8. A walkway (1) as claimed in any of Claims 1 to 5 characterised in that the glass fibre comprises a glass fibre reinforced polymer rod.

9. A walkway (1) as claimed in any of Claims 2 to 8 characterised in that the parallel slats (9) comprise a reinforcing net (35) .

10. A walkway (1) as claimed in Claim 9 characterised in that the reinforcing net (35) comprises plastics.

11. A walkway (1) as claimed in Claim 10 characterised in that the plastics comprises polypropylene.

12. A walkway (1) as claimed in any of Claims 1 to 11 characterised in that the support means (2) comprises a support frame (2) for supporting the deck (3).

13. A paving material characterised in the paving material comprises glass fibre reinforced concrete.

14. A paving material as claimed in Claim 13 characterised in that the paving material is formed into a slat (9).
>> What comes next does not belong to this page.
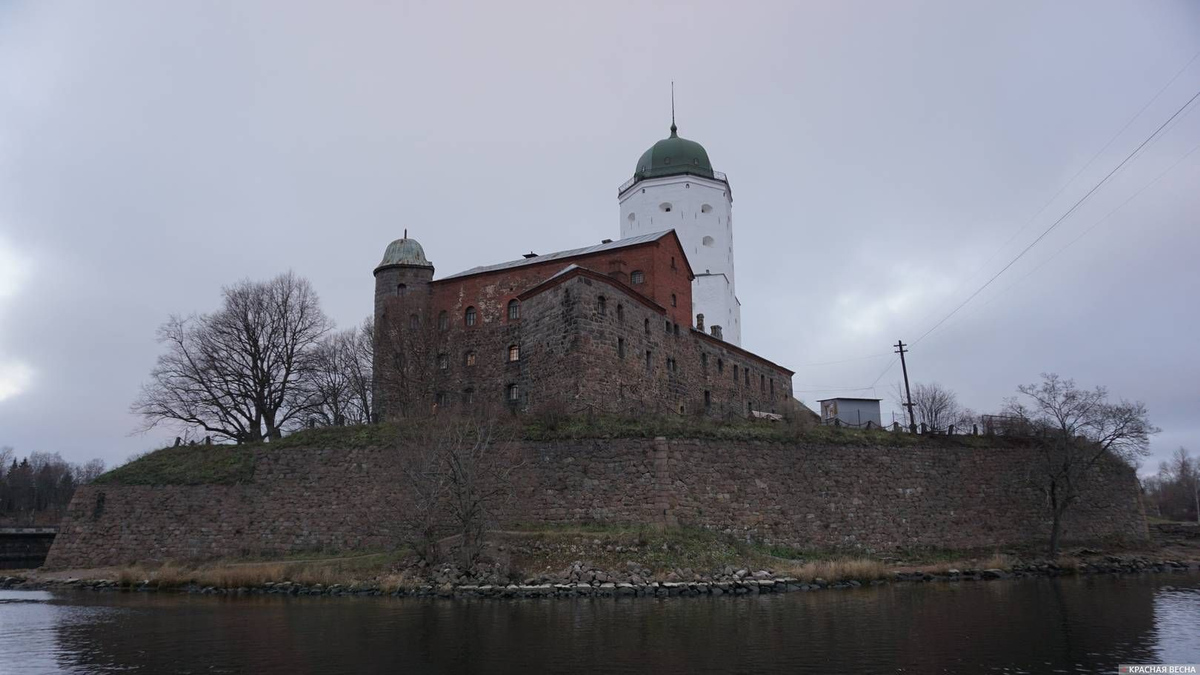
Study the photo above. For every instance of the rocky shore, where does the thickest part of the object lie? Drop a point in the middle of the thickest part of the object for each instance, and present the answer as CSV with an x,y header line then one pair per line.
x,y
583,580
15. A paving material as claimed in Claim 14 characterised in that a plurality of slats (9) is formed into a deck (3).

16. A paving material as claimed in Claim 15 characterised in that the deck (3) is formed into a walkway (1).

17. A process for the manufacturer of paving comprising forming the paving from glass fibre reinforced concrete.

18. A process as claimed in Claim 17 characterised in that the paving is formed into a deck (3).

19. A process as claimed in Claim 18 characterised in that the deck (3) is formed into a walkway (1).

20. A process as claimed in Claim 19 comprising mounting the deck (3) on a support means (2) .

21. A process as claimed in Claim 20 characterised in that the deck (3) is formed into parallel slats (9).

22. A process as claimed in Claim 21 characterised in that the slats (9) are formed by spraying.

23. A process as claimed in any of Claims 17 to 22 characterised in that the glass fibre is alkali resistant glass fibre.

24. A process as claimed in Claim 23 characterised in that the glass fibre comprises fibres 12mm to 30mm in length.

25. A process as claimed in Class 23 characterised in that the glass fibre comprises a glass fibre reinforced polymer rod.

26. Use of glass fibre reinforced concrete in the manufacture of a walkway (1) .

27. Use as claimed in Claim 25 characterised in that the walkway (1) comprises parallel slats (9).

28. Use as claimed in Claim 26 or Claim 27 characterised in that the walkway (1) is a floating walkway (1).

29. A marina system comprising a walkway (1) as claimed in any of Claims 1 to 12 or a paving material as claimed in any of Claims 13 to 16.